Though Yoga Therapy sessions can be run in small groups, they are more likely to be one-on-one. A very detailed assessment will occur, and a plan will be created with the needs and wants of the Yoga Therapy client. The plan will be adapted in order to optimize the benefits for the Yoga Therapy client as needed.
During a regular yoga class a detailed assessment will not occur, the needs of the group will most likely vary greatly and it will be up to the student to adapt the practice to their needs. There are still many benefits to a group yoga class but the experience is not personalized the way a Yoga Therapy session is.
Yoga Therapy looks at the whole self, or all the layers of the true self, using the five Koshas.
#1 The Physical Body (Annamaya)
#2 Energy Body (Pranamaya)
#3 Emotional Body (Manomaya)
#4 Wisdom Body (Vijananamaya)
#5 Bliss Body (Anandamaya)
Yoga Therapy uses the 8 limbs of Yoga in order to help empower the client with tools in order the manage the particular challenges they are currently experiencing. This can include yoga postures, breathing practices, guided imagery, meditation and lifestyle guidance through the ethics of yoga.

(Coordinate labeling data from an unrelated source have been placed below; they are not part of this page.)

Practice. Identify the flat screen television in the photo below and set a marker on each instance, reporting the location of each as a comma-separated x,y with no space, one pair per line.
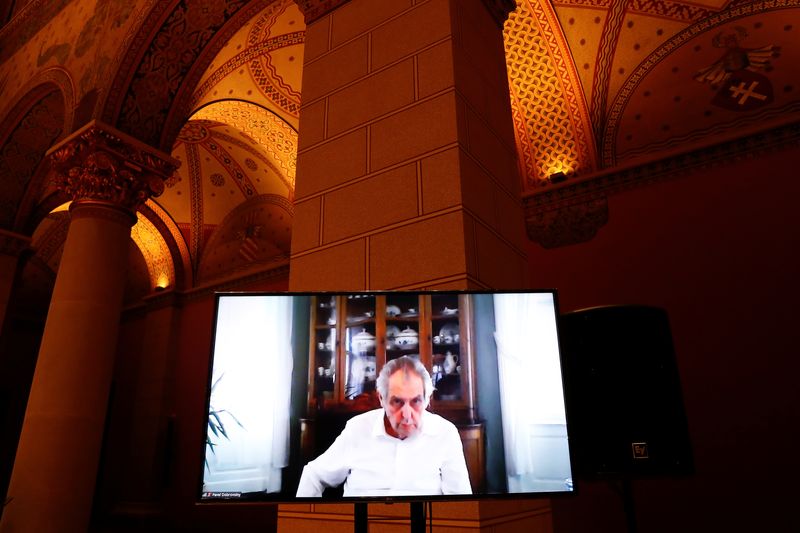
300,408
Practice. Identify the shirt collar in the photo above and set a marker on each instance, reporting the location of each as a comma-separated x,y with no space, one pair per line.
428,424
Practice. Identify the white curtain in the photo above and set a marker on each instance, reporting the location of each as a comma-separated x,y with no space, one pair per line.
252,375
530,375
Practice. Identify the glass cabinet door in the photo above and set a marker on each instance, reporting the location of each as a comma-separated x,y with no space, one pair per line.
324,348
402,320
360,348
446,358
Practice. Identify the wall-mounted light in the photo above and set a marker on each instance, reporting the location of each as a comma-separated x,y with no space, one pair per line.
162,283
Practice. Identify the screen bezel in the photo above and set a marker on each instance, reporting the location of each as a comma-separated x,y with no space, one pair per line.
284,498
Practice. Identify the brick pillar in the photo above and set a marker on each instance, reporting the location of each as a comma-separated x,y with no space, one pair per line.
107,175
406,169
407,178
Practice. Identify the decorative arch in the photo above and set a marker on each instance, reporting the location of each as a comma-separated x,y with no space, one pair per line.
150,97
173,241
40,115
251,236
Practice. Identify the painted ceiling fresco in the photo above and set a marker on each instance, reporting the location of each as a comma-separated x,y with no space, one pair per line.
595,85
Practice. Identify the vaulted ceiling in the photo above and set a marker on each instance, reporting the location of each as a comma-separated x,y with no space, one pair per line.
595,85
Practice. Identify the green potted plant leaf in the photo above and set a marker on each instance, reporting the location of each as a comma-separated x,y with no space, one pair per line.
216,425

A Yoga Therapist is not meant to replace the medical professionals you currently work with, but are meant to be complimentary to your current medical treatment plan. Yoga Therapists work in conjunction with western healthcare providers including your physicians, physiotherapists, registered massage therapists, osteopaths, chiropractors, and mental health providers.
The IAYT has a Code of Ethics and Professional Responsibilities that all C-IAYT members must adhere to. If you wish to read the full code of ethics, click HERE
It includes a commitment to the student, to professionalism and to the public.